Leetcode #1518: Water Bottles
In this guide, we solve Leetcode #1518 Water Bottles in Python and focus on the core idea that makes the solution efficient.
You will see the intuition, the step-by-step method, and a clean Python implementation you can use in interviews.
Problem Statement
There are numBottles water bottles that are initially full of water.
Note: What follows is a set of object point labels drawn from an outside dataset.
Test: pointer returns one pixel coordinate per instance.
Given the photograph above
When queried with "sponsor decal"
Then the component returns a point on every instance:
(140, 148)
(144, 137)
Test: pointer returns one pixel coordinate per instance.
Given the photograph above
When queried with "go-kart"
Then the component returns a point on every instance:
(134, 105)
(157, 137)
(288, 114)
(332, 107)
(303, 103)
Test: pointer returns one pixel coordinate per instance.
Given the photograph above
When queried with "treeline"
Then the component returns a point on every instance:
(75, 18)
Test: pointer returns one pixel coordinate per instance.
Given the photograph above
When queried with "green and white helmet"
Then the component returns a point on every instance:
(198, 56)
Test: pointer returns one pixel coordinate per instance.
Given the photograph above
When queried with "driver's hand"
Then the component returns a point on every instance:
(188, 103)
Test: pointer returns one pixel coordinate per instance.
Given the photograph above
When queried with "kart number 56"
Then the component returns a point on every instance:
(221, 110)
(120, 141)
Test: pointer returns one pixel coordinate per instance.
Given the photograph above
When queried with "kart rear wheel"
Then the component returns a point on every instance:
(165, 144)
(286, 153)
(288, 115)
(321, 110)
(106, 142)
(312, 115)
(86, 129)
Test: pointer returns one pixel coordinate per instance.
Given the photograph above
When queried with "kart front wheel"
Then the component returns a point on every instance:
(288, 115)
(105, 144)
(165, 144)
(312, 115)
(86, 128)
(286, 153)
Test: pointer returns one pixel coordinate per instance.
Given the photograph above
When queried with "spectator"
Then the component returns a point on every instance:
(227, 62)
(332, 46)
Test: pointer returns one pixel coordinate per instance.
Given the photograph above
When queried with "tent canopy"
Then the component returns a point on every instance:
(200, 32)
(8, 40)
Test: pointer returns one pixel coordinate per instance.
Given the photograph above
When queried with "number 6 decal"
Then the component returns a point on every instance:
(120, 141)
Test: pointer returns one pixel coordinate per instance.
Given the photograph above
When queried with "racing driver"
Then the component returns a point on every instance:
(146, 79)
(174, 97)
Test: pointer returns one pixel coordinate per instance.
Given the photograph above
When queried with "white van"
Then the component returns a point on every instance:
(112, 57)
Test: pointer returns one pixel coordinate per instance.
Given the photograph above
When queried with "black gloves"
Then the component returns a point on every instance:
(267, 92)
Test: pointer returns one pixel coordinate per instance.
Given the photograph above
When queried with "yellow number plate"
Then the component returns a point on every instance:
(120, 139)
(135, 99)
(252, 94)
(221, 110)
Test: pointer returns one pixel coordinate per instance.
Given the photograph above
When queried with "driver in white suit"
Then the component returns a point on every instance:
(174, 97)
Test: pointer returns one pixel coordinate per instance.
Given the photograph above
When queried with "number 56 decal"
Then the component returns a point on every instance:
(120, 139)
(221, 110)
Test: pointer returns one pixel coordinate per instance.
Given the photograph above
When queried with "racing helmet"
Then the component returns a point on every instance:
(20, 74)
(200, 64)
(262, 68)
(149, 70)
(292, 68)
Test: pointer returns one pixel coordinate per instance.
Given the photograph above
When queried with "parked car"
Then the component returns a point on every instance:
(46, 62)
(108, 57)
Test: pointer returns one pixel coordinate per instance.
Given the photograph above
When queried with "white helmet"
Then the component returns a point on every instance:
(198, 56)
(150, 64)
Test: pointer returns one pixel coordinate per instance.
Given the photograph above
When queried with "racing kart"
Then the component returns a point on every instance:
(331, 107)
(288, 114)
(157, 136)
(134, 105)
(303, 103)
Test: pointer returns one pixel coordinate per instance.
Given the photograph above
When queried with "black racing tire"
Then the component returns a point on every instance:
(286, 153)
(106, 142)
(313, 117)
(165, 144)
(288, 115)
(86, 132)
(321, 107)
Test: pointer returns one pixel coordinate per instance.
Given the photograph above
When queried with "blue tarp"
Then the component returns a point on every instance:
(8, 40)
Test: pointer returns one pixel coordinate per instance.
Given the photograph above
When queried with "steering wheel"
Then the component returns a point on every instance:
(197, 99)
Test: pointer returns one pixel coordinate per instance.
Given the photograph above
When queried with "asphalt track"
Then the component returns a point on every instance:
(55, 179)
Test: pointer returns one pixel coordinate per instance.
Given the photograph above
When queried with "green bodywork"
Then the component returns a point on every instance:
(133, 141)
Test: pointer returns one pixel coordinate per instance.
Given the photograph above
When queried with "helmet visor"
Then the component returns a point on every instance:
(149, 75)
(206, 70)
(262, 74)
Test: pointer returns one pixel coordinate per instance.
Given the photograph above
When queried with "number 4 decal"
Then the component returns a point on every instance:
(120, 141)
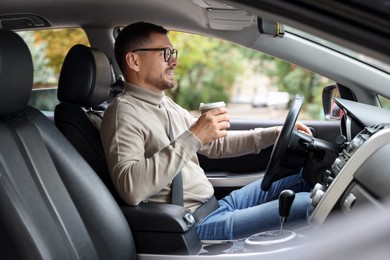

You can exchange numExchange empty water bottles from the market with one full water bottle.
Quick Facts
- Difficulty: Easy
- Premium: No
- Tags: Math, Simulation
Intuition
There is a mathematical invariant or formula that directly leads to the result.
Using math avoids unnecessary loops and reduces complexity.
Approach
Derive the formula or update rule, then compute the answer directly.
Handle edge cases like overflow or zero carefully.
Steps:
- Identify the math relationship.
- Compute the result with a loop or formula.
- Handle edge cases.
Example
Input: numBottles = 9, numExchange = 3
Output: 13
Explanation: You can exchange 3 empty bottles to get 1 full water bottle.
Number of water bottles you can drink: 9 + 3 + 1 = 13.
Python Solution
class Solution:
def numWaterBottles(self, numBottles: int, numExchange: int) -> int:
ans = numBottles
while numBottles >= numExchange:
numBottles -= numExchange - 1
ans += 1
return ans
Complexity
The time complexity is O(n) or O(1). The space complexity is O(1).
Edge Cases and Pitfalls
Watch for boundary values, empty inputs, and duplicate values where applicable. If the problem involves ordering or constraints, confirm the invariant is preserved at every step.
Summary
This Python solution focuses on the essential structure of the problem and keeps the implementation interview-friendly while meeting the constraints.